As is its custom, the court did not provide a reason for turning down the case. Justices Samuel A. Alito Jr. and Brett M. Kavanaugh recused themselves from considering it.
The company faces thousands of lawsuits regarding the talc-based powder, and last year it said it would stop selling the product in the United States and Canada. The company continues to sell a cornstarch version.
The case at issue came from a 2018 trial in which a jury awarded about $4.7 billion to the nearly two dozen women and their estates, plus billions of dollars more in punitive damages.
A state appeals court later reduced the total verdict to $2.1 billion and dismissed two of the plaintiffs from the case.
In a statement, the company said the Supreme Court’s refusal to consider the appeal was not a ruling on the merits, and leaves significant legal questions that state and federal courts “will continue to face.”
Justices typically do not give reasons for recusal. Alito’s financial disclosures show he owns stock in the company. Kavanaugh’s father was a lobbyist for the cosmetics industry, which had argued against warning labels for talc-based products.
The case is Johnson & Johnson v. Ingham.
In other action at the court, the justices continued to dispose of easy-to-decide cases as they entered what should be their final month of decisions.
In one, the justices were unanimous in ruling that tribal police officers can stop and detain non-Indians for potential violations of state or federal law that occur on reservation lands.
The court overturned a decision of the U.S. Court of Appeals for the 9th Circuit that sided with a motorist charged with gun- and drug-related crimes after he was stopped by a tribal officer on a road that crosses the Crow reservation in Montana.
Officer James Saylor of the Crow Tribe Police Department found Joshua Cooley in his truck parked by the side of the road in 2016, headlights on and motor running. Cooley observed guns and drugs in the truck, and detained Cooley while seeking help from county and federal officers.

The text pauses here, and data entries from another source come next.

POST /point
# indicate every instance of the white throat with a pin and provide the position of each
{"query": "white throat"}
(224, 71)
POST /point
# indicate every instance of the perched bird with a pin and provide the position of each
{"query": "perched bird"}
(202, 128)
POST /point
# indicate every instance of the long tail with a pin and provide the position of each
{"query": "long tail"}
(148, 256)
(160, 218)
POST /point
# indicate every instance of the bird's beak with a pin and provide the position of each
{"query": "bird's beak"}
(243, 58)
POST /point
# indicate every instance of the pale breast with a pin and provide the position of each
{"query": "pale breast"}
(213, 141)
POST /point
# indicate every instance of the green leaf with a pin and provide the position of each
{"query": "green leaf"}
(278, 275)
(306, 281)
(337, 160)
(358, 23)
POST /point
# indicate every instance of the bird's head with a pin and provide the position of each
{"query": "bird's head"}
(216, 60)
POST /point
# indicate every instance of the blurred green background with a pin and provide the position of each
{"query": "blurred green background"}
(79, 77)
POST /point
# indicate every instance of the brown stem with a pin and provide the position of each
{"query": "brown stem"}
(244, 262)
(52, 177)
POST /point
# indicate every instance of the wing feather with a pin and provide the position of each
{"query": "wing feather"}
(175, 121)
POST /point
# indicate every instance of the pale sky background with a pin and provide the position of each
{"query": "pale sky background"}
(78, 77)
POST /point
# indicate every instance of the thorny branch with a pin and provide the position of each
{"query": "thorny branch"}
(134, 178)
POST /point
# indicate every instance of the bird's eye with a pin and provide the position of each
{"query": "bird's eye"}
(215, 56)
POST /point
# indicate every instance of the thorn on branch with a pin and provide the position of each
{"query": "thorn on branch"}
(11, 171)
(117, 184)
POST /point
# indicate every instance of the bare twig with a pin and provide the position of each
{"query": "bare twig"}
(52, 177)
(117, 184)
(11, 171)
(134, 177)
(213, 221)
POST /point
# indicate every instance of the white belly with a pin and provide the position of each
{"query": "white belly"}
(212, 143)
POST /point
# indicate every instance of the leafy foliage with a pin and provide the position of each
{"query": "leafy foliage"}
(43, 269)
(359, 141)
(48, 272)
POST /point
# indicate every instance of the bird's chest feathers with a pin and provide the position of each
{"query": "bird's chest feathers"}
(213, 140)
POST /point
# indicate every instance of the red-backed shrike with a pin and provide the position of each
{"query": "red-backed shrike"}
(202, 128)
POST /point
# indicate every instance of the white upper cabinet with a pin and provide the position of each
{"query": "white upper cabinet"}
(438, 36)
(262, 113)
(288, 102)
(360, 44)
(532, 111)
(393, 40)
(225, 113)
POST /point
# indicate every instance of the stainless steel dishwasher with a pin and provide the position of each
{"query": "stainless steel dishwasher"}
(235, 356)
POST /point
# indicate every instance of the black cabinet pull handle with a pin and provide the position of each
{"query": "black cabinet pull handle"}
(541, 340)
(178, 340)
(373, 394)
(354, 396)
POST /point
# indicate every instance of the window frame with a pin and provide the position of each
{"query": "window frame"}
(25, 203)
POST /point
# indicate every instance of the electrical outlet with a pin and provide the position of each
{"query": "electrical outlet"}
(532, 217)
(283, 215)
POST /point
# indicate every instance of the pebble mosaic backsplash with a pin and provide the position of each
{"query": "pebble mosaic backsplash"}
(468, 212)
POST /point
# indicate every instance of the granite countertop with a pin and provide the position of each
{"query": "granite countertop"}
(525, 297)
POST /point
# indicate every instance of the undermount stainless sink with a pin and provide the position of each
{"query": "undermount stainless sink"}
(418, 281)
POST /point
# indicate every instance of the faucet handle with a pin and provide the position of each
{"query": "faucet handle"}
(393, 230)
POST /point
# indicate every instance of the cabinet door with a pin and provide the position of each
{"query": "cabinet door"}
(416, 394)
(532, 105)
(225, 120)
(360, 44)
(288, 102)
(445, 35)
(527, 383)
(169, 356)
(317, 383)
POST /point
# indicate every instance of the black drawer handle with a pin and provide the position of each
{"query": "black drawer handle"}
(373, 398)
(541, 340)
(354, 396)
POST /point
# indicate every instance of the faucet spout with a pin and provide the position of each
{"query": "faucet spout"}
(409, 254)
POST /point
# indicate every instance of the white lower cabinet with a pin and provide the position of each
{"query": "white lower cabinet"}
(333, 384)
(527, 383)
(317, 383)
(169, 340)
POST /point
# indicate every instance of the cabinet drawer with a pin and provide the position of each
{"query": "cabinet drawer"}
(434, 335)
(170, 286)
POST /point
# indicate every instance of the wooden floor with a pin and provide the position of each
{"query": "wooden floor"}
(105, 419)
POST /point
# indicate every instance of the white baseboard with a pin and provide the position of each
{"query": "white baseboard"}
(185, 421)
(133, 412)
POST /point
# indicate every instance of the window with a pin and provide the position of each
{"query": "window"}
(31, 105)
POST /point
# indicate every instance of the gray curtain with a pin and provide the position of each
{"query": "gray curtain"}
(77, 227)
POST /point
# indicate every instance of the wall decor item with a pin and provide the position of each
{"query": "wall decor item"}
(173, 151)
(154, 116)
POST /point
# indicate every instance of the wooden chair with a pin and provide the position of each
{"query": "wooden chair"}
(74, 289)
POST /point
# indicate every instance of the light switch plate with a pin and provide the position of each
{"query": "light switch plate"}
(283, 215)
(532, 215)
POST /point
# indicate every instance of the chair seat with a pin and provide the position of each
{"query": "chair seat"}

In siding with Cooley, the 9th Circuit cited previous Supreme Court precedents that limit the authority tribal officers have over non-Indians.
But Justice Stephen G. Breyer said that missed an important exception recognized in previous cases. It gives tribal police the authority to exercise civil authority over the conduct of non-Indians on reservations “when that conduct threatens or has some direct effect on the political integrity, the economic security, or the health or welfare of the tribe.”
Breyer wrote that description fits Cooley’s case “almost like a glove.”
“To deny a tribal police officer authority to search and detain for a reasonable time any person he or she believes may commit or has committed a crime would make it difficult for tribes to protect themselves against ongoing threats,” he wrote.
The case is United States v. Cooley.
The court is working toward a goal of issuing decisions in cases argued this term by June 28. There are about two dozen remaining, and the justices will release more opinions Thursday.